Als Kastration wird auch die Zerstörung der Hoden, z.B. durch ionisierende Strahlung (benötigt wird eine Gesamtdosis von ca. 10-12 Gray), oder die Unterdrückung der Hormonproduktion durch Pharmaka ("chemische Kastration") bezeichnet.

Bei Frauen ist die Verwendung des Begriffes "Kastration" nur im umgangssprachlichen Sinn nicht üblich. In der Medizin ist darunter eine Entfernung der hormonproduzierenden Eierstöcke zu verstehen.

Wird der Penis eines Mannes gewaltsam oder durch einen Unfall entfernt, ist dieser Mann entmannt worden. In der griechischen Mythologie erleidet Uranos dieses Schicksal, als er von Zeus entmachtet wird.

Folgen

Beim Menschen hat eine Kastration vor der Pubertät nicht nur ein Ausbleiben des Stimmbruchs zur Folge, sondern auch ein verändertes Wachstum und ein Ausbleiben der männlichen Körperbehaarung.

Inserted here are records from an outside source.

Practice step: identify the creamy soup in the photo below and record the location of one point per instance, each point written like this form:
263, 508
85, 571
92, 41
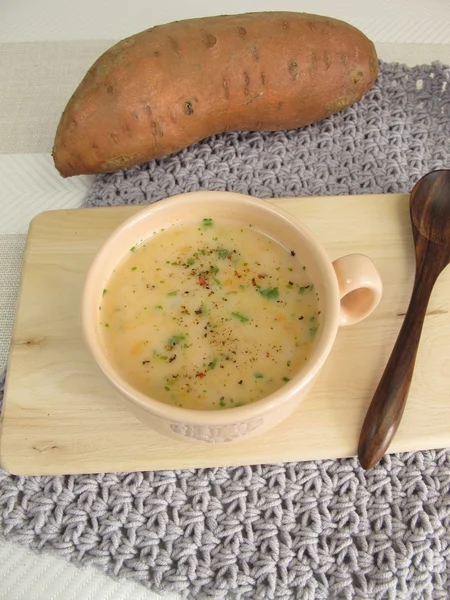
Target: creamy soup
209, 315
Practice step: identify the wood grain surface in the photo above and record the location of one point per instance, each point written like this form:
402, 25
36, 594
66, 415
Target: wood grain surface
60, 416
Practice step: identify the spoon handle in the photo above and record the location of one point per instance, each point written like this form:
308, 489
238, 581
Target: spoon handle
387, 406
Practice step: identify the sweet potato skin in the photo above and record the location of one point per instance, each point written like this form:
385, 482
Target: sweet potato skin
165, 88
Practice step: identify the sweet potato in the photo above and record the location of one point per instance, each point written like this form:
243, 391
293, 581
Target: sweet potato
165, 88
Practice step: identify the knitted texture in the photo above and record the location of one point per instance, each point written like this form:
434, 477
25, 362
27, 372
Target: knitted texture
323, 530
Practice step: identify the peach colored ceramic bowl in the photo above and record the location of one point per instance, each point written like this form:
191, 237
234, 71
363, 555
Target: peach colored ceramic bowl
349, 290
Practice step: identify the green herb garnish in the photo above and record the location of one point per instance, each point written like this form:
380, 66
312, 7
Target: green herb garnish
176, 339
270, 293
223, 253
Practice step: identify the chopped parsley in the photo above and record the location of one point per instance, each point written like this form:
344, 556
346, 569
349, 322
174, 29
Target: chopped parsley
241, 318
270, 293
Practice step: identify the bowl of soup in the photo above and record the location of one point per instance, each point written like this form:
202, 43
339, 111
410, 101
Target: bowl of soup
212, 313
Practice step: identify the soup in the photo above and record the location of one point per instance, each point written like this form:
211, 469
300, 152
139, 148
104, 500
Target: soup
209, 315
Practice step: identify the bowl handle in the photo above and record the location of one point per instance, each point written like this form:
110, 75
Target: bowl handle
360, 287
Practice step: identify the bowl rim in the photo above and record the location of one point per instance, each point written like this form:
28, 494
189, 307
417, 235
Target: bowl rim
204, 416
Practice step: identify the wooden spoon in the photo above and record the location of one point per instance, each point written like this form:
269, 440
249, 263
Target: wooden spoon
429, 208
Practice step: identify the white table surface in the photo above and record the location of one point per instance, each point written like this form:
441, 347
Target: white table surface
46, 46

Bei Kastration im Erwachsenenalter können Fettleibigkeit, Antriebsarmut, eine Veränderung der Behaarung und eine Abnahme der Libido oder sogar Impotenz auftreten. Oft gehen mit einer Kastration auch tiefgreifende Persönlichkeitsveränderungen, eine gesteigerte vegetative Labilität und Depressionen einher.

Die Kastration von Frauen durch operative oder radiologische Ausschaltung der Eierstöcke beziehungsweise ihrer Funktion wirkt sich somatisch, psychisch und sexuell jedoch geringer aus.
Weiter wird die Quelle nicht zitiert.